Event to help Steamboat Springs community understand how trauma effects emotions, body
STEAMBOAT SPRINGS — After responding to a trauma, Steamboat Springs firefighter and paramedic Marnie Smith and her coworkers go through a debriefing session.
It helps them acknowledge and process what they’ve just seen and experienced.
“The debriefing is also shown to diminish the effects of trauma, so it doesn’t turn into PTSD,” Smith said. “And it helps build resiliency.”
But Smith realized there were often others left behind — bystanders who weren’t given a chance to debrief. Some of those bearing witness to a traumatic scene, especially if it involved a loved one, may have been experiencing one of the worst days of their lives, she knew.
In her other role as executive director of the Routt County Crisis Support, Smith is partnering with Angela Melzer, a licensed clinical social worker and owner of Minds in Motion, to host a presentation on Tuesday, April 16, titled, “Traumatic Grief in our Community, in our Nervous System.”
There’s a science as to how trauma manifests itself physically in the human body, which, if better understood, can help people better cope. And Smith and Melzer want to share that information with everyone.
Melzer recently completed a three-year study on trauma resolution in the nervous system.
What: Traumatic Grief in our Community, in our Nervous System presented by Routt County Crisis Support and Minds in Motion
When: Tuesday, April 16, from 5 p.m. to 7 p.m.
Where: Olympian Hall, 845 Howelsen Parkway
“Our community has experienced a significant amount of traumatic loss,” Melzer wrote in a news release. “A single traumatic loss can take a toll on the daily stress management and coping skills of a healthy adult or child.”
Melzer presents a unique perspective and a lot of science to understanding how trauma affects the body, Smith said.
And Smith and her nonprofit are bringing that insight to the community.
“I felt terrible leaving those bystanders,” Smith said.
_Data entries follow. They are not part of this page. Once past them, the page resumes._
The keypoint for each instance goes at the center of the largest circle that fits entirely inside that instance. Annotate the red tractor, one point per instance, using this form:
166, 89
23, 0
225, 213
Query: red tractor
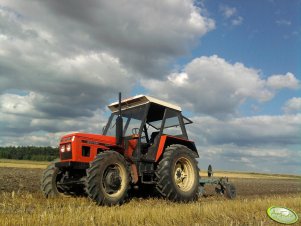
144, 145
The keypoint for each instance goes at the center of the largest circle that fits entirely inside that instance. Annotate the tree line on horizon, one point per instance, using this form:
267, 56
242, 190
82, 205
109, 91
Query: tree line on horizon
29, 153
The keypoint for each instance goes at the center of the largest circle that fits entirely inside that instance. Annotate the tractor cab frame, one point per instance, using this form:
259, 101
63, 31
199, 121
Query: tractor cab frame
149, 123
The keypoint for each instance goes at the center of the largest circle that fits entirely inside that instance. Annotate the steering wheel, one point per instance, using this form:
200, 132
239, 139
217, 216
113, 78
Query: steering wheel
135, 131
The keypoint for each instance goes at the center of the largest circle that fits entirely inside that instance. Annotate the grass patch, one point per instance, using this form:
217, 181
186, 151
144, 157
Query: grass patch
34, 209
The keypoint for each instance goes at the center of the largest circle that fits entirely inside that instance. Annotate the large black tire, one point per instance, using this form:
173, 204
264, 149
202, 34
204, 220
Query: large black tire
108, 179
49, 180
178, 174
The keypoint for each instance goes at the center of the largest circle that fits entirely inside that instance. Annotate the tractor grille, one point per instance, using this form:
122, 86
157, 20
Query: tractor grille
66, 155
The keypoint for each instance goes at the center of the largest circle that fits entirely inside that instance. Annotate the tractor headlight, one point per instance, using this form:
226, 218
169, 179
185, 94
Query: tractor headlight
68, 147
62, 148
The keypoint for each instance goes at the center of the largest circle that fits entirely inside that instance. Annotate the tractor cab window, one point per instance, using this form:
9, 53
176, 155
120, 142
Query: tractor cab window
172, 124
132, 119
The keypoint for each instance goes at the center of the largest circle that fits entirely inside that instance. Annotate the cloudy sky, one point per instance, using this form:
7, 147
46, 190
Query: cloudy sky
233, 66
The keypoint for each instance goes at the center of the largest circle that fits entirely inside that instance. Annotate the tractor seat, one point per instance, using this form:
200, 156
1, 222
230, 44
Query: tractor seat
154, 136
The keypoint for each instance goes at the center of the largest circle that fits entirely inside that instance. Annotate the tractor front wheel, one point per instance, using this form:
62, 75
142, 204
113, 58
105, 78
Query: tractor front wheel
50, 177
108, 179
177, 174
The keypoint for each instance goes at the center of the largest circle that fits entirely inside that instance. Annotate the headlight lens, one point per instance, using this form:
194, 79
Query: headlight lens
68, 147
62, 149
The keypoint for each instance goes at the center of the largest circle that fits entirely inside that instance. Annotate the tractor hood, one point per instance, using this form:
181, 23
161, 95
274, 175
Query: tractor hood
89, 138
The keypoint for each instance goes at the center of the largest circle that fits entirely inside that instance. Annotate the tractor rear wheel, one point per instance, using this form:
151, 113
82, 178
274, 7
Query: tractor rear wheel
51, 176
108, 179
177, 174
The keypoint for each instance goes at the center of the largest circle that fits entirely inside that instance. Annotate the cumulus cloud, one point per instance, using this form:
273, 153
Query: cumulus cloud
249, 131
145, 36
293, 105
63, 61
211, 85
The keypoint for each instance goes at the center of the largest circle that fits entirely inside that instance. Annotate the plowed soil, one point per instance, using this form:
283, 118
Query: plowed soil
22, 179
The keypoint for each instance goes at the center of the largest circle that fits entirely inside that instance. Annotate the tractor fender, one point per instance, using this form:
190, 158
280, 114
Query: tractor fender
166, 141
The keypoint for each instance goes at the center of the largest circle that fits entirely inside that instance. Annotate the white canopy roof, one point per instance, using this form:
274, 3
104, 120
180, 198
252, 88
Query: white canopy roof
141, 100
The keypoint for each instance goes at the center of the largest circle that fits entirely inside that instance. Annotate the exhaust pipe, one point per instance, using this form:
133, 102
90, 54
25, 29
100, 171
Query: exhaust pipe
119, 124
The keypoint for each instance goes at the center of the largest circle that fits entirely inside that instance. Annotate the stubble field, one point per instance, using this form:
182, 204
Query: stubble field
21, 202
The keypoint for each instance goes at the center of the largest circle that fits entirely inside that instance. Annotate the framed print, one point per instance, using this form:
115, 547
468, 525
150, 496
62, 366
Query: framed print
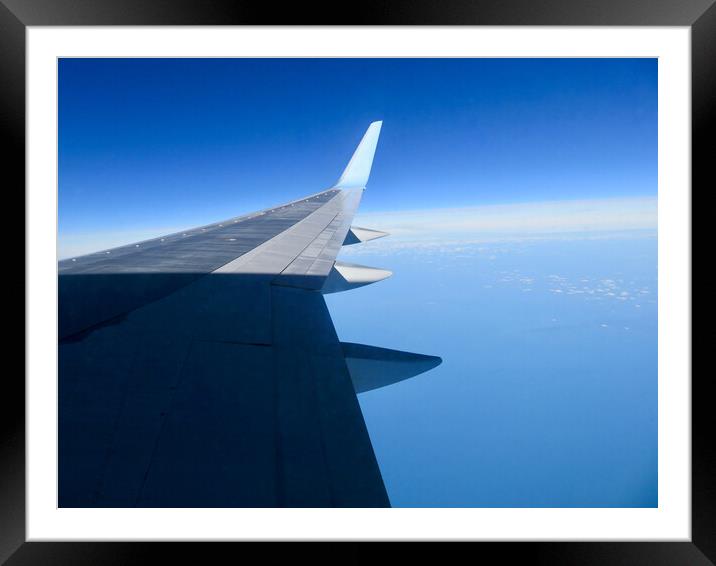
507, 191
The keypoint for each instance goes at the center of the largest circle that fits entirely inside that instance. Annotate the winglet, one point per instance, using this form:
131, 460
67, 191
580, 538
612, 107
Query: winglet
358, 169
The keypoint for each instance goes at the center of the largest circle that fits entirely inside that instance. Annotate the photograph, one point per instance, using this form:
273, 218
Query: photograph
357, 282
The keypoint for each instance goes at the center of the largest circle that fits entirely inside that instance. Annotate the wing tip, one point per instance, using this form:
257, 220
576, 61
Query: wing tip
357, 172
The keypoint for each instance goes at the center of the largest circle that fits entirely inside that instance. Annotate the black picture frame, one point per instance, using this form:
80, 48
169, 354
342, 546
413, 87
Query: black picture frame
16, 15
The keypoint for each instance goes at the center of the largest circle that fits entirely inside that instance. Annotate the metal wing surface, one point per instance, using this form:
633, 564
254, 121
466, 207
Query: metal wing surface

She wanted to build a bridge and connect more people affected by trauma to the tools and resources to better get through it.
Preventing post traumatic stress disorder can also help prevent a wide array of health issues. Research shows those with PTSD are more likely to experience problems such as arthritis, heart disease, digestive problems and respiratory issues.
Smith is quick to acknowledge trauma can be different for each individual. “One person’s trauma might not be another person’s trauma. What can be minor for one person can be huge for another.”
To understand what is happening in our systems, Melzer wrote, “we must first understand the difference between grief and traumatic grief. Grief is an emotional response to a loss in our lives, whether it be losing a pet, moving away from a cherished community, unemployment or the death of a loved one. Traumatic grief is the emotional response to not only losing something but losing it in a sudden, scary or tragic way that sends our nervous system on a ride.”
Melzer goes on to explain the Autonomic Nervous System and how it makes rapid decisions as to whether a situation is “safe” or “not safe.”
If deemed not safe, the “fight or flight” system is then activated. And if the trauma is big enough, the body may go into a “functional freeze response.”
Being aware of how it works is the first step in “helping our nervous system navigate through traumatic grief.”
Smith said, once she saw Melzer’s data, she recognized some of the things other first responders were experiencing — stomachaches, heart issues, compromised immune systems, insomnia — were related to trauma. There are also impacts like anxiety, depression and fatigue.
“We hope to help people understand what is happening in their bodies or within the bodies of loved ones when in the midst of the processing traumatic grief. It is also our hope to help people handle this automatic nervous system response in a healthy way,” wrote Melzer. “This is especially relevant for parents who are trying to help their kids process and understand their own experiences with traumatic loss.”
Smith said her goal is create a resilient community and make sure everyone in the community is getting the support they need. From first responders to nurses, doctors and educators, many confront trauma on a regular basis, she noted.
“Let’s get together and talk about it,” Smith said. “And give each other tools.”